Micronas hat vor kurzem einen programmierbaren linearen Hall-Effekt-Sensor entwickelt, der den Anforderungen der den aktuellen Anwendungen im Automobil hinsichtlich Leistung, Diagnosefunktionen und Zuverlässigkeit – zum Beispiel im Automatikgetriebe oder bei der elektronischen Drosselklappensteuerung – gerecht wird.
Wachsender Markt
Laut IHS iSuppli ist der Automobilsektor mit einem Volumen von 1,187 Milliarden Stück der größte Markt für Magnetfeldsensoren. Im Jahr 2010 wurden weltweit durchschnittlich 16 silizium-basierte Magnetfeldsensoren pro Fahrzeug verbaut; zum größten Teil handelte es sich dabei um Hall-Effekt-Sensoren. Diese Bauteile kombinieren die Vorteile einer kostengünstigen CMOS-Fertigungstechnologie mit einem hohen Integrationsgrad und bieten dadurch eine geringe Baugröße. Mit diesen Vorteilen unterstützen Hall-Effekt-Sensoren die aktuellen Trends in der Automobilbranche.
Hall-Effekt-Sensoren
Gegenüber anderen Technologien haben Hall-Effekt-Sensoren den Vorteil, dass sie unempfindlich gegenüber Staub, Schmutz und Wasser sind, sofern sie optimal gehäust werden. Da sie keinen physischen Kontakt mit dem zu messenden Part eingehen, zeigen sie keinerlei Verschleißerscheinungen und sind daher sehr zuverlässig. Hall-Effekt-Sensoren kommen unter anderem zur Positionserkennung zum Einsatz, bei der eine präzise Messung einer mechanischen Distanz oder eines Winkel gefragt ist. Durch ihre hohe Genauigkeit und ihre Robustheit eignen sich Hall-Effekt-Sensoren ideal zum Einsatz in Anwendungen unter der Motorhaube, wo sie bei Temperaturen bis zu 160 °C zuverlässig arbeiten.

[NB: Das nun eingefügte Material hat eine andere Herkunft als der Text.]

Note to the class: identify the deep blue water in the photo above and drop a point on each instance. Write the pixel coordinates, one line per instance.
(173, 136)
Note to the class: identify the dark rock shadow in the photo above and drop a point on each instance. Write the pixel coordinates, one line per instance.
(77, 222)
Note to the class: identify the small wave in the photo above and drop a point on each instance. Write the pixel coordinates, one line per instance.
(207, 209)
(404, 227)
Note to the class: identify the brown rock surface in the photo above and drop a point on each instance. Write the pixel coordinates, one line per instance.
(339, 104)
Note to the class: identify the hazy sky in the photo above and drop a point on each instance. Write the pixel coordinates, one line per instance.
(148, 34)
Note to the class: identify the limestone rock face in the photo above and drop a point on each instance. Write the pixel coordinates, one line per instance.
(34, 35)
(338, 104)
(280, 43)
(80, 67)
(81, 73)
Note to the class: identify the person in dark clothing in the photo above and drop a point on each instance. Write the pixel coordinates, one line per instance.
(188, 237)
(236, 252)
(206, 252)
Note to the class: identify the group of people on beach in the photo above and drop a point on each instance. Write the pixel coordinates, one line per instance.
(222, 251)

Bereits jetzt arbeiten in mehr als 80% aller Automotive-Anwendungen Hall-Effekt-Sensoren, wobei dieser Anteil in Zukunft höchstwahrscheinlich noch zunehmen wird. Die Hall-Technologie wird in zunehmendem Maße andere, heute noch übliche Technologien in bestehenden und neuen Anwendungen ersetzen.
So wird beispielsweise für Magnetsensoren in Anwendungen aus dem Antriebstrang für die Jahre 2010 bis 2015 eine durchschnittliche jährliche Wachstumsrate (CAGR) von 12% vorhergesagt Wachstumstreiber sind insbesondere die verschärften Gesetzgebungen bezüglich CO2-Emissionen (wie OBDII in den USA und Euro-V-Standards in Europa), welche die Automobilhersteller zur Verkleinerung und weiteren Effizienzsteigerung ihrer Motoren zwingen. Leistungsfähigere Sensoren ermöglichen es, diese Forderungen zu erfüllen. Ein weiterer, deutlich ersichtlicher Trend geht hin zu elektronischen Lösungen, die mechanische Strukturen ersetzen, zum Beispiel bei der Drosselklappensteuerung.

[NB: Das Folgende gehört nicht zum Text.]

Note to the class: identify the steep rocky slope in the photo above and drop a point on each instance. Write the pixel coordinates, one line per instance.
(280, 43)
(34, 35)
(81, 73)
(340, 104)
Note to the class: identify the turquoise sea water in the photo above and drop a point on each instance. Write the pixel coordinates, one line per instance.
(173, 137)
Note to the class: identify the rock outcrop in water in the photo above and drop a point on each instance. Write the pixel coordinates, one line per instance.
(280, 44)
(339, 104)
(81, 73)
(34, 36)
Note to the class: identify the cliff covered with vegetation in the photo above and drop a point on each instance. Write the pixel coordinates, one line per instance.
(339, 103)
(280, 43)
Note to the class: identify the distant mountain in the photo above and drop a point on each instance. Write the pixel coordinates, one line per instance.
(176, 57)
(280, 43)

Elektronische Drosselklappen- (ETC) und Getriebesteuerung
Heutzutage kommt in den meisten Fahrzeugen zur Benzin-Einspritzung, Traktionskontrolle oder auch beim ABS ein Sensor zur Positionsbestimmung zum Einsatz. Dennoch wird zum Beispiel bei der Drosselklappe zusätzlich ein Seilzug eingesetzt, um das Gaspedal direkt mit der Drosselklappe zu verbinden. Ein Fahrzeug mit elektronischer Drosselklappensteuerung (ETC) verzichtet auf diese Verbindung. Stattdessen bestimmt eine integrierte elektronische Steuereinheit (ECU) die richtige Position der Drosselklappe, indem sie die durch die verschiedenen Sensoren wie Gaspedal-Sensor, Motor-Drehzahl-Sensor und Rad-Drehzahl-Sensor bereitgestellten Daten verarbeitet. Ein in der ECU programmierter Closed-Loop-Steuerungs-Algorithmus bringt den innerhalb der ETC untergebrachten Elektromotor, der die Drosselklappe steuert, in die gewünschte Position.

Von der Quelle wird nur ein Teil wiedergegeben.